Configuration Sweeps¶

Veeksha supports running multiple benchmarks with different parameter combinations using the !expand YAML tag. This creates a Cartesian product of configurations, enabling systematic exploration of the parameter space.

The !expand tag¶

Use !expand to expand a list into multiple configurations:

traffic_scheduler:
  type: rate
  interval_generator:
    type: poisson
    arrival_rate: !expand [5, 10, 20]  # Creates 3 runs

This creates three separate benchmark runs with rates 5, 10, and 20.

Hint

!expand can only be specified for fields that were not originally typed as lists.
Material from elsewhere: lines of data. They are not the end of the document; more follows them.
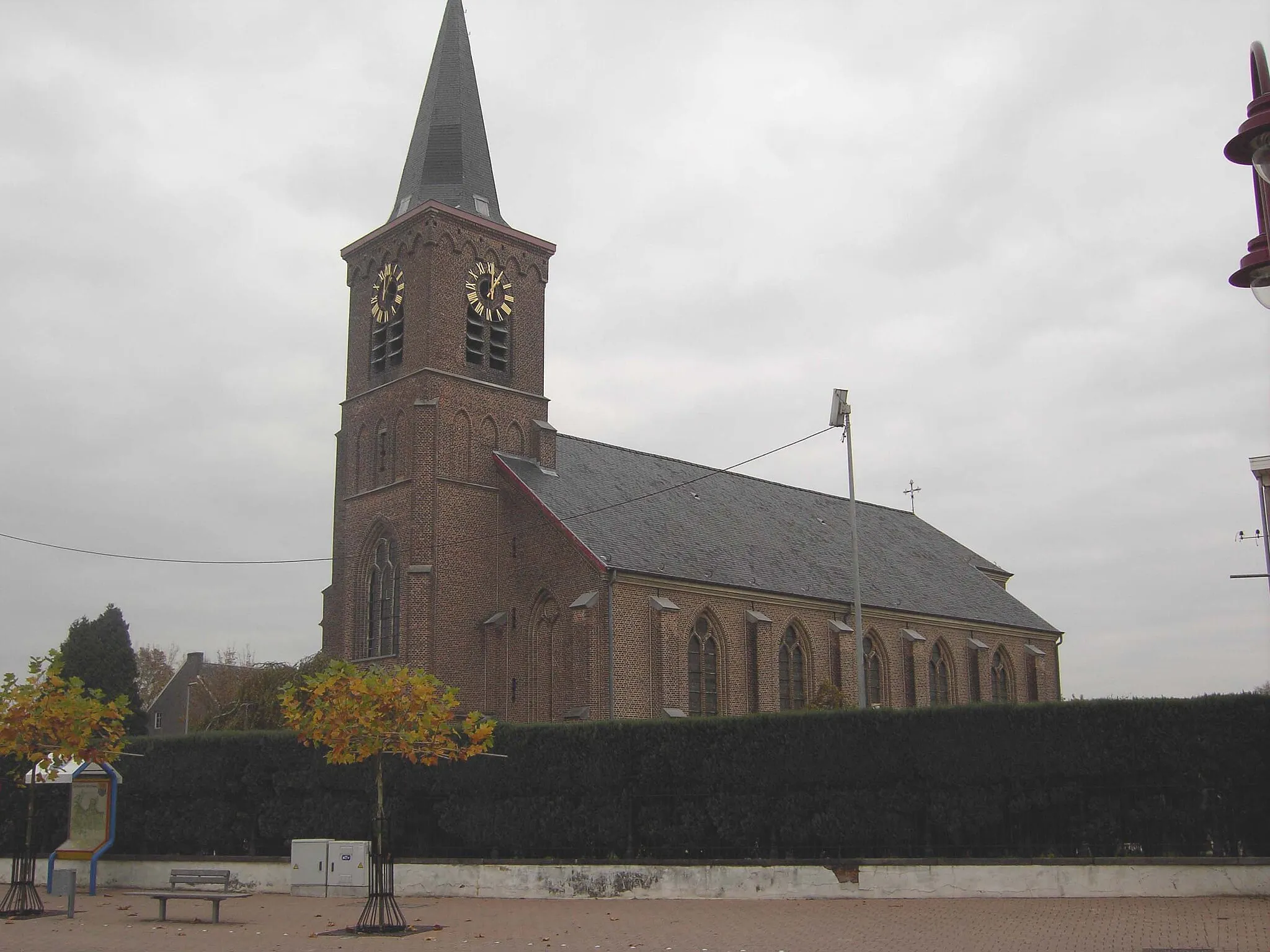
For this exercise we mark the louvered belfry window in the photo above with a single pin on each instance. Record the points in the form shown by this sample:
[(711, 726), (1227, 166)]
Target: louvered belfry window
[(791, 672), (388, 312), (487, 345), (384, 602), (703, 671)]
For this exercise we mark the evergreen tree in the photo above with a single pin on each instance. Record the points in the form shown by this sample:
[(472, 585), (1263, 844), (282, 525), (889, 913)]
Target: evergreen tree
[(99, 653)]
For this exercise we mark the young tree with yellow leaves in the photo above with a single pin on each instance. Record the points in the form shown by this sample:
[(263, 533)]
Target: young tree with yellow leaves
[(46, 721), (366, 712)]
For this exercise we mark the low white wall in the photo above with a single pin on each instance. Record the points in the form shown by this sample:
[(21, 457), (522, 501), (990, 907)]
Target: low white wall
[(866, 881)]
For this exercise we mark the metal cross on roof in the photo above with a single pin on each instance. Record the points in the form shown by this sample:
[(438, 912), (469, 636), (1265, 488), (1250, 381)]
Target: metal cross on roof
[(913, 489)]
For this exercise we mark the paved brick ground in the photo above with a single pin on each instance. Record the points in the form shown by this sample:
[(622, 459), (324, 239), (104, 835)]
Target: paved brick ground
[(118, 923)]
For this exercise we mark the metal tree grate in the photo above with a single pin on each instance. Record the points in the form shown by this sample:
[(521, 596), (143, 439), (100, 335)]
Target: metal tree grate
[(22, 897), (381, 914)]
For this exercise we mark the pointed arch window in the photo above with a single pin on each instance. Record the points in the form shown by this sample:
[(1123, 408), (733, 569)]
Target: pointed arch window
[(1030, 673), (703, 671), (384, 602), (972, 679), (938, 676), (791, 672), (1002, 684), (910, 674), (873, 673)]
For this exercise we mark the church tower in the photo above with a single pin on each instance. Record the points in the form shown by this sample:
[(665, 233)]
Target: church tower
[(445, 366)]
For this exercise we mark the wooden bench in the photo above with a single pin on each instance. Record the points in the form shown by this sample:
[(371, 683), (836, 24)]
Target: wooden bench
[(196, 879)]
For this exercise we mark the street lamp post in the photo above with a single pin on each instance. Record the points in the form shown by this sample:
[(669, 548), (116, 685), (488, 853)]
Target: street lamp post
[(1251, 146), (1261, 471), (840, 415)]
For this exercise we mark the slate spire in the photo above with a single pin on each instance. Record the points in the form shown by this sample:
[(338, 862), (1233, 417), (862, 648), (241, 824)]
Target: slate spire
[(448, 157)]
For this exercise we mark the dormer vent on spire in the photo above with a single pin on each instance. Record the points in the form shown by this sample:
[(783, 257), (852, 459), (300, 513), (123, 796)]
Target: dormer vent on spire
[(448, 157)]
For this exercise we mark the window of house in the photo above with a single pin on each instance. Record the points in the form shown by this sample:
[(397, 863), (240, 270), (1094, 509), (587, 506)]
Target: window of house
[(973, 674), (938, 676), (873, 673), (1002, 689), (384, 602), (703, 671), (910, 676), (791, 673)]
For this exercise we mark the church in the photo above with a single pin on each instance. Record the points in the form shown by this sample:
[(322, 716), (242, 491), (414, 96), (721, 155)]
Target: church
[(550, 576)]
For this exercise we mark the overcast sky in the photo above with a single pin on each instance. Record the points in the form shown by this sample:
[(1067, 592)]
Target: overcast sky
[(1005, 226)]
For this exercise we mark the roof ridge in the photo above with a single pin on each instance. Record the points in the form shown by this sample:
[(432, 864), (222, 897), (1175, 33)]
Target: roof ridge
[(742, 475)]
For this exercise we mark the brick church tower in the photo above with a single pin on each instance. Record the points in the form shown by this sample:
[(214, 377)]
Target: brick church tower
[(445, 364)]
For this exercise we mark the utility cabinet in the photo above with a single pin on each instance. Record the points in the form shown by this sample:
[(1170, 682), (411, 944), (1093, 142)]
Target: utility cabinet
[(309, 867), (349, 867), (331, 867)]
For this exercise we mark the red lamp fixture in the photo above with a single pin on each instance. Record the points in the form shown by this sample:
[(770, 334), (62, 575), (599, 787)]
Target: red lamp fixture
[(1251, 146)]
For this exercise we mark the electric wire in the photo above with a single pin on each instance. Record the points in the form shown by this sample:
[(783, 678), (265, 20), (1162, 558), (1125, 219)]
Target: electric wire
[(455, 542)]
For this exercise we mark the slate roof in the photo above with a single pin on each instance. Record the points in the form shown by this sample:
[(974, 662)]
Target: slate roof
[(448, 157), (751, 534)]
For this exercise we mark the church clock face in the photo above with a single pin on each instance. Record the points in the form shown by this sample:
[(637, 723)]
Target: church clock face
[(489, 293), (389, 294)]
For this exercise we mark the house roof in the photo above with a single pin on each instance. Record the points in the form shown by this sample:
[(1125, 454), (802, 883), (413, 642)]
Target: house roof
[(448, 156), (745, 532)]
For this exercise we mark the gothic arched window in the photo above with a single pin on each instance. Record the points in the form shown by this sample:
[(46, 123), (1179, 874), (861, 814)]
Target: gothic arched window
[(910, 674), (1030, 673), (938, 674), (703, 671), (791, 672), (384, 602), (1002, 684), (972, 679), (873, 673)]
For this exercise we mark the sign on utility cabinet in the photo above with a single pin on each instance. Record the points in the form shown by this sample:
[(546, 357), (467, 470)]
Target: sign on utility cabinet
[(347, 868)]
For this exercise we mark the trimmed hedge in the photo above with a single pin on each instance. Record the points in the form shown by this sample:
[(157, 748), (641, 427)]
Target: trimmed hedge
[(1163, 777)]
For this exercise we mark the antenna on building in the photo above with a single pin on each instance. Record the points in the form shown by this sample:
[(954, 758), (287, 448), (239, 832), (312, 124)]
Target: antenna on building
[(913, 489)]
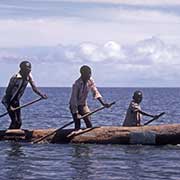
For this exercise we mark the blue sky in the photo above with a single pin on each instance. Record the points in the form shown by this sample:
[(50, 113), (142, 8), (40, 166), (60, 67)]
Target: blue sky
[(127, 44)]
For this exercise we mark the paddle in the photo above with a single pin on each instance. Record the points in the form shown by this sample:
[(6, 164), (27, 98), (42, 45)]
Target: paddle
[(84, 116), (155, 118), (24, 105)]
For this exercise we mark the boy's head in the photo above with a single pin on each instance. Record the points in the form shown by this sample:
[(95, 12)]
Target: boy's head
[(25, 67), (138, 96), (85, 72)]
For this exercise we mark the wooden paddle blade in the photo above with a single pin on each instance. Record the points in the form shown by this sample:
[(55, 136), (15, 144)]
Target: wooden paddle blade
[(155, 118)]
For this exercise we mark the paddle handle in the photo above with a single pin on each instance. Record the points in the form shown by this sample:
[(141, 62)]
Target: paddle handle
[(44, 137), (20, 107), (84, 116), (96, 110), (153, 119)]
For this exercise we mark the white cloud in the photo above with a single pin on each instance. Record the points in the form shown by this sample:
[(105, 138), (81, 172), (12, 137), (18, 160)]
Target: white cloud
[(131, 2), (150, 62)]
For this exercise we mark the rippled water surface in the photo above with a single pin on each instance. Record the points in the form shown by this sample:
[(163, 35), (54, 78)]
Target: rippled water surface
[(91, 161)]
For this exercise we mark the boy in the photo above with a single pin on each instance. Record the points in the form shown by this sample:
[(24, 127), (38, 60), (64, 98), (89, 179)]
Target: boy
[(15, 90), (134, 112), (78, 100)]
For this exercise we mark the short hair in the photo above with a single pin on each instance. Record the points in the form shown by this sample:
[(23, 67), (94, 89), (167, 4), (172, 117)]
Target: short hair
[(85, 69)]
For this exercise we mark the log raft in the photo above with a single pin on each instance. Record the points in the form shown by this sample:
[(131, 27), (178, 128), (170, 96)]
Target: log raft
[(147, 135)]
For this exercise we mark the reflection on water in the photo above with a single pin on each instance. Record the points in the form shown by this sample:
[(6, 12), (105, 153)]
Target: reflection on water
[(81, 162), (14, 161)]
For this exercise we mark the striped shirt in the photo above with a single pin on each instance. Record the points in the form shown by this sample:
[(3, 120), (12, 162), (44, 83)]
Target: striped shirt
[(133, 117)]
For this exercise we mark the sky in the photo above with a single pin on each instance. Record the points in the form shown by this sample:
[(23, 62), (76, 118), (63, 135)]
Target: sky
[(132, 43)]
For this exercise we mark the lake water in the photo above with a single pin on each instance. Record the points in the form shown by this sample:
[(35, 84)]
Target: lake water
[(91, 161)]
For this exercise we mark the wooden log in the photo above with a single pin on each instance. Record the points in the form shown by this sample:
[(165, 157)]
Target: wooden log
[(151, 135)]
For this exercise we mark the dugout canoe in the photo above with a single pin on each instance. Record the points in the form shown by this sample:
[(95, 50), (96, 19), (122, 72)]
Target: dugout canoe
[(147, 135)]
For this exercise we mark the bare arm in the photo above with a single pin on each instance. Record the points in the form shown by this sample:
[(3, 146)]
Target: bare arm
[(145, 114), (36, 90)]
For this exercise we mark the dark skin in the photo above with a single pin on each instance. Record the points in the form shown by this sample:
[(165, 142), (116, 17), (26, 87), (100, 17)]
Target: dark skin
[(85, 77), (25, 73), (138, 101)]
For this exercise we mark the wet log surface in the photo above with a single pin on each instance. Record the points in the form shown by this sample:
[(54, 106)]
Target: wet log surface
[(152, 135)]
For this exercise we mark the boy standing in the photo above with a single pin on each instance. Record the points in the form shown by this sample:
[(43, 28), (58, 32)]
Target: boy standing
[(15, 90), (134, 112), (78, 100)]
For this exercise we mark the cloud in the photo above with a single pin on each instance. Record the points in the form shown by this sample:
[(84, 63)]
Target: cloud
[(146, 52), (150, 62), (131, 2)]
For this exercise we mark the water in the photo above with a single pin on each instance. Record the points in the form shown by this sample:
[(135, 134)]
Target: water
[(91, 161)]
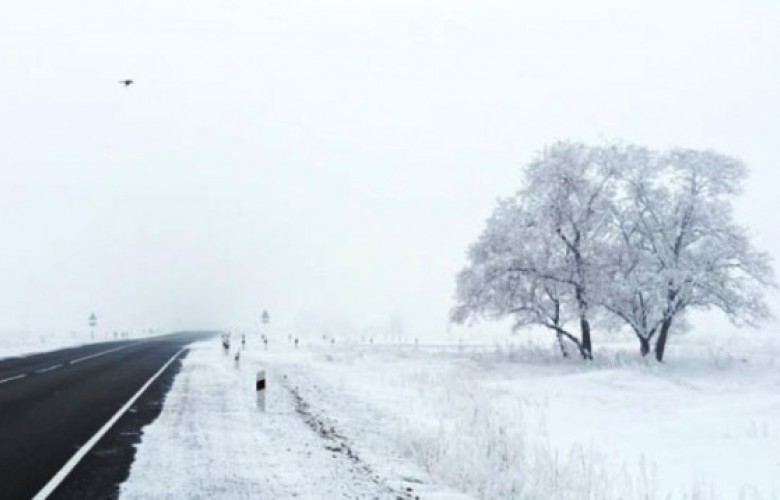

For example, arrival_rate is a float, so it can be swept.

Cartesian product expansion¶

Multiple !expand tags create a Cartesian product:

traffic_scheduler:
  type: concurrent
  target_concurrent_sessions: !expand [4, 8, 16]  # 3 values

session_generator:
  type: synthetic
  channels:
    - type: text
      body_length_generator:
        type: fixed
        value: !expand [256, 512]  # 2 values

This creates 6 runs (3 × 2):

concurrency=4, prompt=256
concurrency=4, prompt=512
concurrency=8, prompt=256
concurrency=8, prompt=512
concurrency=16, prompt=256
concurrency=16, prompt=512

Basic example¶

Create a file sweep.veeksha.yml:

seed: 42
output_dir: sweep_results

traffic_scheduler:
  type: rate
  interval_generator:
    type: poisson
    arrival_rate: !expand [5, 10, 20, 30]

session_generator:
  type: synthetic
  session_graph:
    type: linear
    inherit_history: true
  channels:
    - type: text
      body_length_generator:
        type: uniform
        min: 100
        max: 500

client:
  type: openai_chat_completions
  api_base: http://localhost:8000/v1
  model: meta-llama/Llama-3-8B-Instruct

runtime:
  benchmark_timeout: 60

evaluators:
  - type: performance
    target_channels: ["text"]

Run it:

uvx -p 3.14t veeksha benchmark --config sweep.veeksha.yml

Veeksha automatically runs 4 benchmarks with rates 5, 10, 20, and 30.

Output structure¶

Sweeps create a parent directory containing all run subdirectories and summary files:

benchmark_output/
└── sweep_09:01:2026-16:38:22/           # Sweep parent directory
    ├── sweep_manifest.json              # Sweep configuration
    ├── sweep_summary.json               # Aggregated results
    ├── sweep_summary.csv                # Results in CSV format
    ├── 09:01:2026-16:38:22-960db960/    # First run (rate=10)
    │   ├── config.yml
    │   ├── metrics/
    │   └── ...
    └── 09:01:2026-16:39:00-3f3db8a5/    # Second run (rate=11)
        └── ...

Each run’s full metrics are preserved in its subdirectory, enabling detailed cross-run analysis (e.g., comparing TTFC distributions, throughput, or SLO compliance).

Sweep summary¶

Veeksha automatically generates summary files at the end of each sweep:

sweep_summary.json aggregates key metrics across all runs:

{
  "base_output_dir": "benchmark_output/sweep_09:01:2026-16:38:22",
  "num_runs": 2,
  "runs": [
    {
      "run_index": 0,
      "run_dir": "...",
      "traffic": {"arrival_rate": 10},
      "summary_stats": {...},
      "throughput_metrics": {...},
      "all_slos_met": true
    },
    ...
  ]
}

sweep_summary.csv provides the same data in a tabular format for easy spreadsheet analysis.

Cross-file expansion¶

When using include <configuration-splitting> to split config across files, !expand tags work across file boundaries. Veeksha collects all !expand markers from all included files and computes the Cartesian product.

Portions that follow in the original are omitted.